NCtrend: Recipe for recovery

 In 2014-10
Chef & the Farmer in Kinston serves a sage-brined bone-in pork chop, with pickled apples, Gouda and onion pudding and collard greens, for $33. It’s fancy fare in rural Lenoir County, where nearly a quarter of the population lives in poverty. “I hadn’t lived in Kinston since I was 14 and didn’t understand how economically depressed it was,” says chef Vivian Howard, who opened the downtown restaurant with husband Ben Knight in 2006. “All the buildings around it were boarded up. Everyone thought it was a bad idea.” But the restaurant gradually gained notice and inspired others to invest in downtown Kinston. “If they hadn’t taken a big leap, I don’t know if I could’ve put $5 million into downtown Kinston,” says Stephen Hill, who started Mother Earth Brewing LLC in 2009. Last year, Howard and Knight opened Boiler Room, an oyster bar, while Hill opened an Asian restaurant and music venue.

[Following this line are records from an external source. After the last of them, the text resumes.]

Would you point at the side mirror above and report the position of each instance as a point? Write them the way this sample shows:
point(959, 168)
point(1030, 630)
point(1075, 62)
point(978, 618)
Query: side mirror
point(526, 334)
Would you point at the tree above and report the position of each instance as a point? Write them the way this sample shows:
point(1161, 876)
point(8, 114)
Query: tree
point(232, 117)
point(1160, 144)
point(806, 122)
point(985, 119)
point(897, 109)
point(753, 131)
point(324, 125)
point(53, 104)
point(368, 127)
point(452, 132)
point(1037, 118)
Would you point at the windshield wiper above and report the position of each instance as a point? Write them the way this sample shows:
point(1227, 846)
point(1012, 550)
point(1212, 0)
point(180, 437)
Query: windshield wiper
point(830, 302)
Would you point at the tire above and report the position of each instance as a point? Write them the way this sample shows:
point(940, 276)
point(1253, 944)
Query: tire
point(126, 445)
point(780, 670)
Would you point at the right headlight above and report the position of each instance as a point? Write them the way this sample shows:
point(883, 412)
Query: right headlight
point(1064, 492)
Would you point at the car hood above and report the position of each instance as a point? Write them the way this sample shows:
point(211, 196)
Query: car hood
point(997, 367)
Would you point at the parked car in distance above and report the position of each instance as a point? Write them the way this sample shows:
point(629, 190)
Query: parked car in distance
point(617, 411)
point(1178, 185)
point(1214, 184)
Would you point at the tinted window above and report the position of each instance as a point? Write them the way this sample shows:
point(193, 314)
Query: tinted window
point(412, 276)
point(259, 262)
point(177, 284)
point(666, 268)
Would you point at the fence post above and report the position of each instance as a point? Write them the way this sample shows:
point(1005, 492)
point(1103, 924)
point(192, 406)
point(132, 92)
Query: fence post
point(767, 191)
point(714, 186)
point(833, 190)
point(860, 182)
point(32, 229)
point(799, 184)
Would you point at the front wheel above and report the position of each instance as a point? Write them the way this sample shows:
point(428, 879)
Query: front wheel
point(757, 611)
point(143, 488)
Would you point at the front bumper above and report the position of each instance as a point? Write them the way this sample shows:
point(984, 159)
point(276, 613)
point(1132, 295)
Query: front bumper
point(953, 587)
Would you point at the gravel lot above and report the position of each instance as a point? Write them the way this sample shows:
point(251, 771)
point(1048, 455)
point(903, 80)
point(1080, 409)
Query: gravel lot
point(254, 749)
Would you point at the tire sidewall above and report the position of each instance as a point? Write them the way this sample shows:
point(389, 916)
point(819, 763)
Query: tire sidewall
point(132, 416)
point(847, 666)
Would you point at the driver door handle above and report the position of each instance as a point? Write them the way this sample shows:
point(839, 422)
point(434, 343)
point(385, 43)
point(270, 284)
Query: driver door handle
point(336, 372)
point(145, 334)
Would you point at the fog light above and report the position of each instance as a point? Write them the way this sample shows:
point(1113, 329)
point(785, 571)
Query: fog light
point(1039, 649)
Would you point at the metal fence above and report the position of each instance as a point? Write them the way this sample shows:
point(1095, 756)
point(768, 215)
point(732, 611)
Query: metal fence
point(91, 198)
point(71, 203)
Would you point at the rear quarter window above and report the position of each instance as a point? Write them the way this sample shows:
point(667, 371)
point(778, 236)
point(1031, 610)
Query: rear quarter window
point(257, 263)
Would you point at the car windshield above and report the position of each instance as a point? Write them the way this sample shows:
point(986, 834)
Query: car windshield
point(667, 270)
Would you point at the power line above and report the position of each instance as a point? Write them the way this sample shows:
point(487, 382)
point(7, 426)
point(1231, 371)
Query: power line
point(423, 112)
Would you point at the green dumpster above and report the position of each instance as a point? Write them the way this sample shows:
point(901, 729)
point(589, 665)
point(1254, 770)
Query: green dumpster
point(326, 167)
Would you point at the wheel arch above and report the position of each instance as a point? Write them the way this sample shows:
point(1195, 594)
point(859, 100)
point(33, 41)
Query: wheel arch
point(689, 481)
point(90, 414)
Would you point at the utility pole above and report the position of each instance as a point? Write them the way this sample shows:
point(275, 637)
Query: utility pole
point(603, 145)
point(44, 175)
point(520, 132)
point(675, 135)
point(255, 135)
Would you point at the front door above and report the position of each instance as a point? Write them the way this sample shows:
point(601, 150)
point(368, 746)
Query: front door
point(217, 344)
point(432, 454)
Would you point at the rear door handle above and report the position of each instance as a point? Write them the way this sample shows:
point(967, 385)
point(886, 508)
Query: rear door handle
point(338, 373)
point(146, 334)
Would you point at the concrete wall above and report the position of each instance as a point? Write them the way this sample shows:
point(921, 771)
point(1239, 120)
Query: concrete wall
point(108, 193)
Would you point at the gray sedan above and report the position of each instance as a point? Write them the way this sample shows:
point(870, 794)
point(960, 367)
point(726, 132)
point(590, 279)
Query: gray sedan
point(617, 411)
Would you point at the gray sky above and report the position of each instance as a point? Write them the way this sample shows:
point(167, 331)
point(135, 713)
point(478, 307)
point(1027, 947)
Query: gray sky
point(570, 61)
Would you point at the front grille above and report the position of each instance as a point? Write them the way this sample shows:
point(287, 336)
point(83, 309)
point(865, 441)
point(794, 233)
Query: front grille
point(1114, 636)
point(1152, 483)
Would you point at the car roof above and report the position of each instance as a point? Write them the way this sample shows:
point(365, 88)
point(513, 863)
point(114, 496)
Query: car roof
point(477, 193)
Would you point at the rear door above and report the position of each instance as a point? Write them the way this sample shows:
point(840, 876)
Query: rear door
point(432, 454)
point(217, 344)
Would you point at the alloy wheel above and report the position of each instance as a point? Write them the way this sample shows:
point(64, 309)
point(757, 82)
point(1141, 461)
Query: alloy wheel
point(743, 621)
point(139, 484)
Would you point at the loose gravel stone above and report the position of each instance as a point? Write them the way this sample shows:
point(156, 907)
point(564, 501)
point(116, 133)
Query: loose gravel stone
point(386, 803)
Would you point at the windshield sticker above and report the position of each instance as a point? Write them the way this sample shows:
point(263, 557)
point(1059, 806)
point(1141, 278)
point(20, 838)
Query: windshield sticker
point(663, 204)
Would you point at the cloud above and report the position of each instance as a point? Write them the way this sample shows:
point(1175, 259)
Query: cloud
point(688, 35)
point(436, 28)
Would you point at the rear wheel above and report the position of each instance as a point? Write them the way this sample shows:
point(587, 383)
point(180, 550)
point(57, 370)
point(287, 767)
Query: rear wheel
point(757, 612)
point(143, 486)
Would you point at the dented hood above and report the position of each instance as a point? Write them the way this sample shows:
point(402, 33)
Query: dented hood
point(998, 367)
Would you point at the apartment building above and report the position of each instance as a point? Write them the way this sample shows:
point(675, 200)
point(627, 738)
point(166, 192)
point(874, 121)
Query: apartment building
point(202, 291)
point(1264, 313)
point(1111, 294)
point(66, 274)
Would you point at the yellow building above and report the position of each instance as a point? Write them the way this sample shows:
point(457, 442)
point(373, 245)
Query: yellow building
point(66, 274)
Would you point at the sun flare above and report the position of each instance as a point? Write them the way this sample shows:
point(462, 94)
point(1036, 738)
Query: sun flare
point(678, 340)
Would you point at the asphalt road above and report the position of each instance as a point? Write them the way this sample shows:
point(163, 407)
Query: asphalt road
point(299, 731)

Howard’s tale makes a nice economic-development story, but traditional theory holds that restaurants don’t drive economies. “It’s called the export-based theory,” says Bill Lester, an assistant professor of city planning at UNC Chapel Hill. The $560 million investment Wichita, Kan.-based Spirit AeroSystems Inc. pledged to build airliner fuselages at North Carolina Global TransPark, an industrial park about 5 miles north of downtown, injects money into the local economy. New restaurants just take dollars from existing businesses.

But Lester says economists are coming around on comestibles, allowing that culinary centers can draw new revenue. Local officials say that’s happening in Kinston, especially after Howard and director Cynthia Hill, a Pink Hill native, launched A Chef’s Life last year. The TV show focuses on Howard and Knight’s family and the restaurant. More than 15 million people have watched the program, which started its second season last month on more than 90% of PBS’s more than 350 stations and counts the state Department of Agriculture among its sponsors. “We approached them and marketed it as an image campaign for eastern North Carolina and Kinston, especially,” Howard says. It’s also a talking point for Mark Pope, the county’s lead economic developer. “I have calls from consultants after seeing the show who want to know more about the town.”

The impact isn’t apparent in the city’s 7.8% unemployment rate, compared with the state’s 6.5%. Visitor spending increased just 0.5% last year, to $79.9 million, well below North Carolina’s 4.2% growth. Pope concedes that Kinston is a far cry from its heyday, when DuPont & Co. employed nearly 4,000 at a polyester plant there, and retailers such as Belk lured Goldsboro, New Bern and Greenville residents to the city’s “The Magic Mile” shopping district. “But we’re on our way back,” Pope says.